We know, for example, that every gaseous burp needs a belch, so who belched the universe? Every child is born, so who gave birth to the cosmos? Every jumper has a knitter, so who knitted the stars and galaxies? Comfort's decision to lump all possible methods of manufacture into "creation" and then insist that creation must apply to everything, makes no difference to the fact the question is loaded and therefore, flawed.

Where Comfort goes wrong is in beginning with the preconceived notion that the universe was created and then choosing an analogy to fit that preconception. Why not use an analogy that animals exist as a result of other animals mating, therefore our universe must be the result of other universes mating? We know that orange juice comes from oranges from orange trees so why not use an analogy in which the universe must therefore be the juice collected from a giant, metaphysical fruit tree? The only thing that prevents Comfort choosing from thousands of possible analogies is that these don't fit with the preconceived idea he's trying to prove.

By invoking a creator in his question, Comfort has unilaterally discarded a potentially infinite number of possible causes for existence. Comfort ignores the fact that just because a painting is created, that does not prove everything is created any more than it proves everything must have been painted. If we begin with a presumption that everything in the natural universe was not created, then we see that those things which we know to be created are so monumentally outnumbered as to be irrelevant to the discussion.

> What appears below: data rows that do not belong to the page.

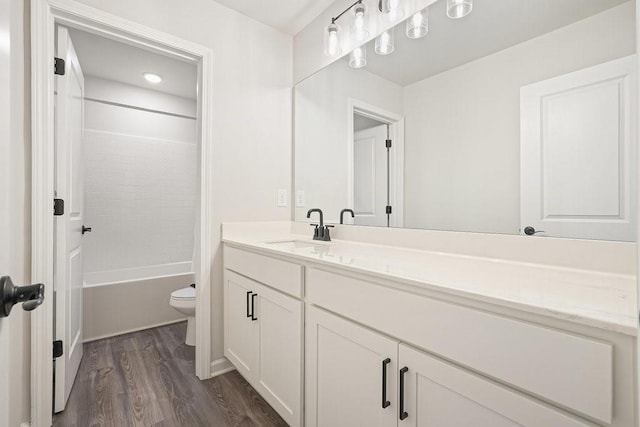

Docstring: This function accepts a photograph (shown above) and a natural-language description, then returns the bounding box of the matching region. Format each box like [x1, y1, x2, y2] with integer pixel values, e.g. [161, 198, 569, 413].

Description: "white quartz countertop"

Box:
[223, 234, 637, 336]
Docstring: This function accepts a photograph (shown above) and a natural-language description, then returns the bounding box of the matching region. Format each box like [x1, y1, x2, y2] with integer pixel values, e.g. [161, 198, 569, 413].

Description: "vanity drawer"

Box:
[224, 246, 302, 298]
[306, 268, 613, 423]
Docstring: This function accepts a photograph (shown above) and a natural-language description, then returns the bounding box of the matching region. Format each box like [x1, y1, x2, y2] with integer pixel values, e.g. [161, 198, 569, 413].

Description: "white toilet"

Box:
[169, 286, 196, 345]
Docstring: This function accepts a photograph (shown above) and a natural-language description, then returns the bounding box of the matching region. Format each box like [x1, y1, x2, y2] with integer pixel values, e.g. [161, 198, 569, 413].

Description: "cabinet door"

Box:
[224, 270, 258, 380]
[398, 344, 593, 427]
[254, 283, 303, 427]
[305, 306, 398, 427]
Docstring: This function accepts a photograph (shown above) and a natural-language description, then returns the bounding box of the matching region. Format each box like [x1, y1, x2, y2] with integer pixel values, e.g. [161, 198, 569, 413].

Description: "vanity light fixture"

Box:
[375, 27, 394, 55]
[324, 0, 369, 58]
[324, 20, 342, 58]
[142, 73, 162, 85]
[378, 0, 404, 22]
[447, 0, 473, 19]
[349, 45, 367, 68]
[351, 3, 369, 42]
[407, 8, 429, 39]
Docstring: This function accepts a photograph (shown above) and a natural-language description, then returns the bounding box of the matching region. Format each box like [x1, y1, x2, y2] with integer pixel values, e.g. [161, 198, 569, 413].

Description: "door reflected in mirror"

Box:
[295, 0, 637, 241]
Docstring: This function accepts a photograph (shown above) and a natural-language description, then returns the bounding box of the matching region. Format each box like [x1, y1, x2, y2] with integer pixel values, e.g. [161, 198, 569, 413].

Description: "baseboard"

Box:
[83, 318, 187, 344]
[211, 357, 236, 378]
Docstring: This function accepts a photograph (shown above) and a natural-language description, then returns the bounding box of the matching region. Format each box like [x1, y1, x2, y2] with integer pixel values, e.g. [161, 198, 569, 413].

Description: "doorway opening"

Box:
[53, 25, 200, 412]
[31, 1, 213, 426]
[347, 100, 404, 227]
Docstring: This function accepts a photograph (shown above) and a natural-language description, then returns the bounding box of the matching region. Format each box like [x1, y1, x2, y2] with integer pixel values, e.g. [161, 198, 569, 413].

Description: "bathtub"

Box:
[82, 262, 195, 342]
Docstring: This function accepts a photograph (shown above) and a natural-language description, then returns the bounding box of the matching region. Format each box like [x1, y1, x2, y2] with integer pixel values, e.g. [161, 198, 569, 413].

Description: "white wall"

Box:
[404, 2, 635, 233]
[5, 0, 31, 427]
[80, 77, 199, 274]
[70, 0, 293, 368]
[294, 61, 402, 222]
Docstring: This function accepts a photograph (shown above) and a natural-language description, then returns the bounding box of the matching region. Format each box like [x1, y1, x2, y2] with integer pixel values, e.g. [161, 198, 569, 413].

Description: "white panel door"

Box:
[398, 344, 592, 427]
[54, 27, 84, 412]
[305, 306, 398, 427]
[521, 56, 637, 241]
[0, 0, 11, 426]
[224, 270, 257, 380]
[253, 283, 304, 427]
[353, 125, 388, 227]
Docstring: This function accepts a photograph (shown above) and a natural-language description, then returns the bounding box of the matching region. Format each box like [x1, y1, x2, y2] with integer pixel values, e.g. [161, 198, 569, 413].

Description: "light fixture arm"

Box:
[331, 0, 363, 24]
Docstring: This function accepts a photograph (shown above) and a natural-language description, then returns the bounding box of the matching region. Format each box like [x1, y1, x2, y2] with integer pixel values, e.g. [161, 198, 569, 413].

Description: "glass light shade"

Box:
[324, 23, 342, 58]
[407, 8, 429, 39]
[351, 3, 369, 41]
[378, 0, 404, 22]
[447, 0, 473, 19]
[375, 28, 394, 55]
[349, 46, 367, 68]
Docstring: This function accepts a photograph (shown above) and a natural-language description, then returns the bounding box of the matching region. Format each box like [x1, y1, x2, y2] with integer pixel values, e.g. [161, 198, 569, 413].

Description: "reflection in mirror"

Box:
[295, 0, 637, 241]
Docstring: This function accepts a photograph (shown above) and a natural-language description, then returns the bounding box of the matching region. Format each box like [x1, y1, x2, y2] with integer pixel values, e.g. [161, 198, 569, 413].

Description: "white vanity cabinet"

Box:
[224, 248, 304, 426]
[305, 307, 398, 427]
[305, 307, 593, 427]
[224, 245, 637, 427]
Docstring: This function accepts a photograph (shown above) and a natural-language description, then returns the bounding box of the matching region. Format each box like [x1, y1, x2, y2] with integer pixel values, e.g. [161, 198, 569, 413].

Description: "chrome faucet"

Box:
[307, 208, 333, 242]
[340, 209, 356, 224]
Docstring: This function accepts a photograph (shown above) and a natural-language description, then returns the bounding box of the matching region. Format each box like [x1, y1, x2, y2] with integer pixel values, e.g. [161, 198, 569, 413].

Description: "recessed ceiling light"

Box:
[142, 73, 162, 84]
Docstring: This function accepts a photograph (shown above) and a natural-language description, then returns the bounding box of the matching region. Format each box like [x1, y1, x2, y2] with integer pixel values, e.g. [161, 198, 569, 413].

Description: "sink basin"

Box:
[266, 240, 329, 249]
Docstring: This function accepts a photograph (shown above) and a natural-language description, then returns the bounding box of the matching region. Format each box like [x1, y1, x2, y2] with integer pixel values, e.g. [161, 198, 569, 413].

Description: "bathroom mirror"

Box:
[294, 0, 637, 241]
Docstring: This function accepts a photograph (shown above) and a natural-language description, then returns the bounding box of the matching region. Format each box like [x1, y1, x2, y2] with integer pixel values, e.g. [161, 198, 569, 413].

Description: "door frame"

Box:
[347, 98, 404, 227]
[31, 0, 214, 427]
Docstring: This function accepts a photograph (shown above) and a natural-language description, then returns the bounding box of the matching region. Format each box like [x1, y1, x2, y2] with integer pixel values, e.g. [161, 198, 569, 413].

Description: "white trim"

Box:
[211, 357, 236, 378]
[347, 98, 404, 227]
[82, 317, 187, 344]
[31, 0, 213, 427]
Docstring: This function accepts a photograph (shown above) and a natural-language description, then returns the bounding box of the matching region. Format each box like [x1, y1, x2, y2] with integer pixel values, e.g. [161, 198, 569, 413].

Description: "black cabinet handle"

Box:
[247, 291, 253, 317]
[251, 294, 258, 320]
[400, 366, 409, 421]
[382, 357, 391, 409]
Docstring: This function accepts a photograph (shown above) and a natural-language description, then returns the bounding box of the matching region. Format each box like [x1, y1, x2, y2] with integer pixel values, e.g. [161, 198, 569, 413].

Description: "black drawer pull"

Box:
[400, 366, 409, 421]
[247, 291, 253, 317]
[251, 294, 258, 320]
[382, 357, 391, 409]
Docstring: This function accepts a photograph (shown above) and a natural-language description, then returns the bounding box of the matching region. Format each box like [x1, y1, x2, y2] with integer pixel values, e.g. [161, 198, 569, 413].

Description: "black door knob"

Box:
[522, 225, 544, 236]
[0, 276, 44, 317]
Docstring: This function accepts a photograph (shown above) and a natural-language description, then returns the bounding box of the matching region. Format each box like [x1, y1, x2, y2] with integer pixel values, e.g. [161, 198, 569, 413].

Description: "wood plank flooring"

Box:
[53, 323, 287, 427]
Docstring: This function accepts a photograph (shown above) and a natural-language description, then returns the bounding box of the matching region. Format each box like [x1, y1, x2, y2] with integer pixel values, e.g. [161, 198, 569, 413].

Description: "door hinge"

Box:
[53, 340, 64, 359]
[53, 199, 64, 216]
[53, 58, 65, 76]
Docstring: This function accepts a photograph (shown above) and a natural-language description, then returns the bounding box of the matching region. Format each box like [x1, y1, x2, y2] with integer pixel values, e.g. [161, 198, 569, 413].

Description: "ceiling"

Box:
[345, 0, 628, 86]
[69, 29, 198, 99]
[215, 0, 334, 35]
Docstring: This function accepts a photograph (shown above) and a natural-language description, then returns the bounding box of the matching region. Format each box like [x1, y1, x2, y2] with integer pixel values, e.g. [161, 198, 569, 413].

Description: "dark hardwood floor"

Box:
[53, 323, 287, 427]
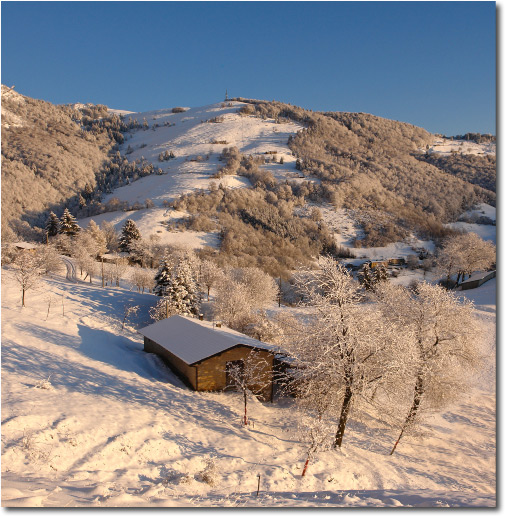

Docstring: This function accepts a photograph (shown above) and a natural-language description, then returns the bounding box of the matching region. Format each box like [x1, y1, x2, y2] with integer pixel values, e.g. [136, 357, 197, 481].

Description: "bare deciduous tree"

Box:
[14, 250, 43, 306]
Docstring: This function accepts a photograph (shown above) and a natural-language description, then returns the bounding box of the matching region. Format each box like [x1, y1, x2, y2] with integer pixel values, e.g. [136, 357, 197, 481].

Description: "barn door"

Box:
[226, 360, 244, 388]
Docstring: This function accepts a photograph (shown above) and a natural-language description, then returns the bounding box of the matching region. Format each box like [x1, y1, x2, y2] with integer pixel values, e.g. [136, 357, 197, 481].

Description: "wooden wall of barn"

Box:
[197, 346, 274, 401]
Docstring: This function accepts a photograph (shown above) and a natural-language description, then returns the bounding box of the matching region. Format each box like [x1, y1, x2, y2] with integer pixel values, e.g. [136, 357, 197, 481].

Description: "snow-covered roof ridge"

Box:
[139, 315, 278, 365]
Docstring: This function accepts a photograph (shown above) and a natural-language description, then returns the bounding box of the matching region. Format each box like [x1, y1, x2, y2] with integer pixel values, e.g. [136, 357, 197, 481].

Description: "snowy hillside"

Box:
[428, 138, 496, 156]
[2, 268, 496, 507]
[75, 102, 302, 246]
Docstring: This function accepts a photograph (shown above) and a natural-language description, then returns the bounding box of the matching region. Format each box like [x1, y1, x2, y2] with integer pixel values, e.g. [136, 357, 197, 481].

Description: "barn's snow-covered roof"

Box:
[139, 315, 279, 365]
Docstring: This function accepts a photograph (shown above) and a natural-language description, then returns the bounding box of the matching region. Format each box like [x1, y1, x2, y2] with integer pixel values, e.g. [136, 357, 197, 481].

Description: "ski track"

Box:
[2, 268, 496, 507]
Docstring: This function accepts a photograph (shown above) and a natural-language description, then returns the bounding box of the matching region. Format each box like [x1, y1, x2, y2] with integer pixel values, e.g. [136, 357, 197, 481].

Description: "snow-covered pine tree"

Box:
[119, 219, 141, 253]
[60, 208, 81, 236]
[374, 265, 388, 284]
[46, 212, 60, 237]
[153, 255, 174, 297]
[363, 263, 374, 290]
[166, 260, 199, 315]
[154, 256, 199, 315]
[86, 219, 107, 256]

Rather than ask "who created everything?", a more correct question might be "how did everything come to exist?" This question leaves open the possibility that a creator was involved without closing the door on other possibilities and, as such, a fair-minded person would frame their question this way.

Consistently using flawed forms of question or analogy, especially when those flaws are pointed out by multiple commentators every time they are used, amounts to intellectual dishonesty and indicates a fear of being proved wrong. And rest assured, Comfort's own blog is littered with helpful comments from people desperately trying to set him straight on the flaws in his reasoning.

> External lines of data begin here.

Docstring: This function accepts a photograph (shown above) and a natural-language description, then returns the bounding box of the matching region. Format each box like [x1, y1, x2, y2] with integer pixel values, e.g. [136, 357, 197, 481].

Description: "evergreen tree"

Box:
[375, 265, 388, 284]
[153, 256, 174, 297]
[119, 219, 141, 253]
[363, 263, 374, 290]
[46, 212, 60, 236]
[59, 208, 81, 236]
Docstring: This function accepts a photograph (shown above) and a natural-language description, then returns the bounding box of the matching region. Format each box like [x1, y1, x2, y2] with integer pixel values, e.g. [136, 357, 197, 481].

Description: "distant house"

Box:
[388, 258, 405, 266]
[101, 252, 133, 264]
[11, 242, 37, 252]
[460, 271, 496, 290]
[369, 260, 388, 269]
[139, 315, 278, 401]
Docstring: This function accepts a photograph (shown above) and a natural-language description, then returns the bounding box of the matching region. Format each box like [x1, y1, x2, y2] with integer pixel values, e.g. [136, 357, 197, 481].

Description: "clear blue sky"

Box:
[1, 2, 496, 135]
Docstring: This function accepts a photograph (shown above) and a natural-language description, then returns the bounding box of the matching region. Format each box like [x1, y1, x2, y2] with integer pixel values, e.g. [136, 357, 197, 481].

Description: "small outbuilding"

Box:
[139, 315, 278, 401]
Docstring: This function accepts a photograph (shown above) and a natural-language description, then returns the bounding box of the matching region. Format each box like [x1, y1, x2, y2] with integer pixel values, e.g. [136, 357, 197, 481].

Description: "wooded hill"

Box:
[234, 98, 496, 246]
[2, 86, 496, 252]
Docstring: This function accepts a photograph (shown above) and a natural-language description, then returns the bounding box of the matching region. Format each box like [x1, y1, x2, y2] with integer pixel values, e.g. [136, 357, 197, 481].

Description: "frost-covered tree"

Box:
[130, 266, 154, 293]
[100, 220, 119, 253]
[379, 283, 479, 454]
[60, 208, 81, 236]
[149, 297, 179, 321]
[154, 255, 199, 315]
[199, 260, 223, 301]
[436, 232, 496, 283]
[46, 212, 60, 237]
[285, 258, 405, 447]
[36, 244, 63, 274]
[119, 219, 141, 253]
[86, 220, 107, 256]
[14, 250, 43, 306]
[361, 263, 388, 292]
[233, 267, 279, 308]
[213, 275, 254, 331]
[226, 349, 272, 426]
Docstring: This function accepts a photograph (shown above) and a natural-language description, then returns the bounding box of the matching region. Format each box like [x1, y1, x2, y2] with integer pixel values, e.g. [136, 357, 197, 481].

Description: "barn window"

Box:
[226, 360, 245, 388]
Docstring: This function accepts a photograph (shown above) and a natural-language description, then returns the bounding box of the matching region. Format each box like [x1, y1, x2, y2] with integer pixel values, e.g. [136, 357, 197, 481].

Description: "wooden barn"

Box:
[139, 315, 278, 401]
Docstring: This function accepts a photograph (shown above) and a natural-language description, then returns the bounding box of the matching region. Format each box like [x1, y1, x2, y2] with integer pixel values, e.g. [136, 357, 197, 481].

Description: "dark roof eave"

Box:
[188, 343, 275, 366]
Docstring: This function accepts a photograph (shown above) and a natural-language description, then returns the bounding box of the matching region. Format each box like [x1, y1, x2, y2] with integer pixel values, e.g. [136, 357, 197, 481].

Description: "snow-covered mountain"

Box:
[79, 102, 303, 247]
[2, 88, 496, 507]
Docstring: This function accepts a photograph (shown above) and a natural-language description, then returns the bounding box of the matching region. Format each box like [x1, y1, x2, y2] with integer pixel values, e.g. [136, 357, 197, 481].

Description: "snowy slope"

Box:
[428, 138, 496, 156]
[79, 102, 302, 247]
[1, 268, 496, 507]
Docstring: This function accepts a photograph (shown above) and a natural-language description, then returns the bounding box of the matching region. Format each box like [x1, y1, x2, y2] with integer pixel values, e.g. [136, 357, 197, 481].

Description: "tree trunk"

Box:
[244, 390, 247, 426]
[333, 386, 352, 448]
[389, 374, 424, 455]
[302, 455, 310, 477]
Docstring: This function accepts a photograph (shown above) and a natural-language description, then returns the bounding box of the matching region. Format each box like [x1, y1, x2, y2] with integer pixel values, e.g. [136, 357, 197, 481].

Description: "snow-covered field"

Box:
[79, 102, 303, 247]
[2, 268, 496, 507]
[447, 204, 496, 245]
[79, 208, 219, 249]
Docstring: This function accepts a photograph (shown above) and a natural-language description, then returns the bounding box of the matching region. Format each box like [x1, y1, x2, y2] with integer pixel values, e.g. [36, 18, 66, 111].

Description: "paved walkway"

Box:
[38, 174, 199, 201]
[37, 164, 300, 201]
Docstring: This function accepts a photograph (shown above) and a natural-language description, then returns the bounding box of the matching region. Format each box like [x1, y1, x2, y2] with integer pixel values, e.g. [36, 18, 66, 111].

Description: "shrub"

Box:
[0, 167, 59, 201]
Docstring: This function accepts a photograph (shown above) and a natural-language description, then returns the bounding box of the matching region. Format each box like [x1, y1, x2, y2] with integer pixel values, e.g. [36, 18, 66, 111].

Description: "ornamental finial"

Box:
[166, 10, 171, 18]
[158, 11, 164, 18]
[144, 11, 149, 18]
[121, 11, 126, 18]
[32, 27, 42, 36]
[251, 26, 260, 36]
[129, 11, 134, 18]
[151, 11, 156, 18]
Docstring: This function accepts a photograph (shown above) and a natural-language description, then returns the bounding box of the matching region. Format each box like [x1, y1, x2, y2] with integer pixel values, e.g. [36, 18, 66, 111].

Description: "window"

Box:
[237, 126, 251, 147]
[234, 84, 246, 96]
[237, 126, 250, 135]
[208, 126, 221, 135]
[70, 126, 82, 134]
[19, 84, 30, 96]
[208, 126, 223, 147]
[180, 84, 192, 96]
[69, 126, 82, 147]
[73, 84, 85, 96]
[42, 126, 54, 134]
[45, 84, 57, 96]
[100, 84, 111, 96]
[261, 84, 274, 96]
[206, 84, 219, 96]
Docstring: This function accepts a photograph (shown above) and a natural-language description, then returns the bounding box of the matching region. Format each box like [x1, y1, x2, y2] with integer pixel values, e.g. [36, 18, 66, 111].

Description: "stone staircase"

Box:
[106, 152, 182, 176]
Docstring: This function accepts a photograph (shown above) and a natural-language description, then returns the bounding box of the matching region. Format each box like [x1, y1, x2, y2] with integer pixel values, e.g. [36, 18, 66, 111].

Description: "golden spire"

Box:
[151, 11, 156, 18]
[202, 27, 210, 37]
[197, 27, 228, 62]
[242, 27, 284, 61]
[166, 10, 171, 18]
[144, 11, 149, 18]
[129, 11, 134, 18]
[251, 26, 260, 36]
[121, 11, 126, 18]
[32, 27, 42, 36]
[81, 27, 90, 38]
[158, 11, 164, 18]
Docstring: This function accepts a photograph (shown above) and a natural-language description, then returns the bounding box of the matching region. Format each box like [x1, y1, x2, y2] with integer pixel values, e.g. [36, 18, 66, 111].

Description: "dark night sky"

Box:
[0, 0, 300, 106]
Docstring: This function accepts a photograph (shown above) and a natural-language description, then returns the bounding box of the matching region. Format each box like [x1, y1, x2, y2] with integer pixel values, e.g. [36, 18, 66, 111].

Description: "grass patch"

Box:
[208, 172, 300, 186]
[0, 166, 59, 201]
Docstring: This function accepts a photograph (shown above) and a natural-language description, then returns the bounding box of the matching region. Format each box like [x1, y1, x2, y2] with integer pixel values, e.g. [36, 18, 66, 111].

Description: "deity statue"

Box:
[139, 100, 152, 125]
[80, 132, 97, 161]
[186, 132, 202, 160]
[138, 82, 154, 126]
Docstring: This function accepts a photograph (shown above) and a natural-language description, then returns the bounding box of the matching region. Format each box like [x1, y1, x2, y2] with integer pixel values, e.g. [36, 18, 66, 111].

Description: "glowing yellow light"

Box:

More recently, Comfort has changed from question to statement and now professes that "atheists believe nothing created everything".

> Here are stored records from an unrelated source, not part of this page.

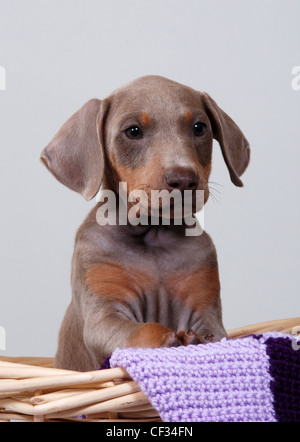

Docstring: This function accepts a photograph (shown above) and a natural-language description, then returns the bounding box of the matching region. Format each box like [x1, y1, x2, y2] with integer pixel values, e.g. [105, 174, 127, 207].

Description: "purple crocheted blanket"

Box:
[110, 333, 300, 422]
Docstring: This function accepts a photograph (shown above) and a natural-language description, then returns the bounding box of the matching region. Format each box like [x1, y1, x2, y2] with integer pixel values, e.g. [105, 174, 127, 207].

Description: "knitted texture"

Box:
[110, 333, 300, 422]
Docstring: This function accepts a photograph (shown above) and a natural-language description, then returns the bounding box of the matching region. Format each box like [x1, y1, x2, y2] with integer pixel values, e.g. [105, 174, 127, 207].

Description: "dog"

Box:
[41, 76, 250, 371]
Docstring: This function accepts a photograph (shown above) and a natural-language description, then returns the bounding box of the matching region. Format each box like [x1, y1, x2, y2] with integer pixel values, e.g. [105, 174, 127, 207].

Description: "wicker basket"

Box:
[0, 318, 300, 422]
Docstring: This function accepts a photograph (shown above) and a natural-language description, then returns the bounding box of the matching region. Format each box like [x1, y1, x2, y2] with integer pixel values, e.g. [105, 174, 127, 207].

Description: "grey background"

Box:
[0, 0, 300, 356]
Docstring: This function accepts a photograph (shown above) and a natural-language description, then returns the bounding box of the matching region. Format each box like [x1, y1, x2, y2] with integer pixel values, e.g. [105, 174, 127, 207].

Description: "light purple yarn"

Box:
[110, 336, 276, 422]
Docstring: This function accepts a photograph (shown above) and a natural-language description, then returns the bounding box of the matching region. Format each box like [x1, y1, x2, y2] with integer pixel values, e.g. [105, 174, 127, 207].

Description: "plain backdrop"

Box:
[0, 0, 300, 356]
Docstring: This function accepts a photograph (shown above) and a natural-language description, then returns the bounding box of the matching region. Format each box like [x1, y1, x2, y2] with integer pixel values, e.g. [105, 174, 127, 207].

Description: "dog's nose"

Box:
[165, 168, 198, 192]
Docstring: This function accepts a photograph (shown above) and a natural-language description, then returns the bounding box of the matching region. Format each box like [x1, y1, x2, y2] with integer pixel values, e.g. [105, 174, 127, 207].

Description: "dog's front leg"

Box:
[83, 295, 204, 368]
[83, 295, 174, 364]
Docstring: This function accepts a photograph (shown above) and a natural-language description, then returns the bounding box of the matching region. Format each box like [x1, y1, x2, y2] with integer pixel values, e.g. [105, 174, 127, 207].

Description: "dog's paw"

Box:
[162, 329, 213, 347]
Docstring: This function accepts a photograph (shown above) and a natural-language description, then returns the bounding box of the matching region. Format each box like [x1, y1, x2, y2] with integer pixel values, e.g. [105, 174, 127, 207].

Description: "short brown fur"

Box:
[41, 76, 250, 371]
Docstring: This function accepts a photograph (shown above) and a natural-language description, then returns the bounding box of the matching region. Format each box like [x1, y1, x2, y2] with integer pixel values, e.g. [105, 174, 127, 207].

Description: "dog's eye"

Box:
[194, 121, 206, 137]
[125, 126, 143, 140]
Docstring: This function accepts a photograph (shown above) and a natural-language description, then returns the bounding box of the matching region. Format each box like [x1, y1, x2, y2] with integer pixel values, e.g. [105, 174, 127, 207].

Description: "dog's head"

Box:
[41, 76, 250, 215]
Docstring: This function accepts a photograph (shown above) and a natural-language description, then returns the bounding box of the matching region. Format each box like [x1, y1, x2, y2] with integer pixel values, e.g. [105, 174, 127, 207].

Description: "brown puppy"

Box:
[41, 76, 250, 371]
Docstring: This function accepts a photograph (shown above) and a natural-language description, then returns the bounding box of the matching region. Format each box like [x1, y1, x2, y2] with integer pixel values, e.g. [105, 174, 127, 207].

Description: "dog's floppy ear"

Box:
[41, 99, 104, 200]
[201, 93, 250, 187]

This statement is fundamentally flawed on at least two fronts. It again presumes that "everything was created" and, perhaps worse, insists that atheists share a belief system which accepts creation as a default position. The only sensible, logical and reasonable response this sort of willful ignorance is to bang one's own head against the wall until the pain dulls the senses.

What did God use to make the stuff he used to make everything?
But, putting logical fallacies aside for one moment, there is another problem with Comfort's analogies and therefore, his simplistic question.

We can all agree with Comfort when he says "every painting needs a painter and every building needs a builder" and we could even go so far as to accept this as evidence that the universe must therefore also require some sort of creator. We might even begrudgingly accept that all the other religions have got it completely wrong and the only creator that could possibly fit the bill is Comfort's chosen god, the Christian god.

But I've noticed that every painter needs paint in order to create a painting. Every builder needs stone or bricks or timber or steel in order to create a building. So, if I'm to accept Comfort's analogy as pertinent to the question of existence, I have to ask where his god got the materials required to create the universe? Is it possible, for example, that a Universe Shop, selling galaxy kits, existed before anything existed? It seems unlikely. Perhaps God could have borrowed the materials from another god but that too seems unlikely since Comfort will tell you there's only one god.

If the answer is that God created the materials in the same way some painters make their own paint, then I would have to ask what he used to make those materials. Painters use pigments and binders like ochre and egg whites to make paint. What did God use to make the stuff he used to make everything?

At this point, real-world analogies have to be abandoned for metaphysical explanations (magic) and we're told God just created everything from nothing - which leaves me wondering why anyone would bother using the analogies in the first place since real-world examples have no relationship with the endless possibilities of supernatural fairy tales. Once we abandon the physical realm (reality), everything becomes possible (fantasy) and logic no longer holds any sway.

I'm also left wondering how someone who struggles with the idea that everything came from nothing (and I share that struggle but have no opinion on its truth) has no problem with the notion that nothing made God who then made everything out of nothing which is apparently what creationists are content to believe.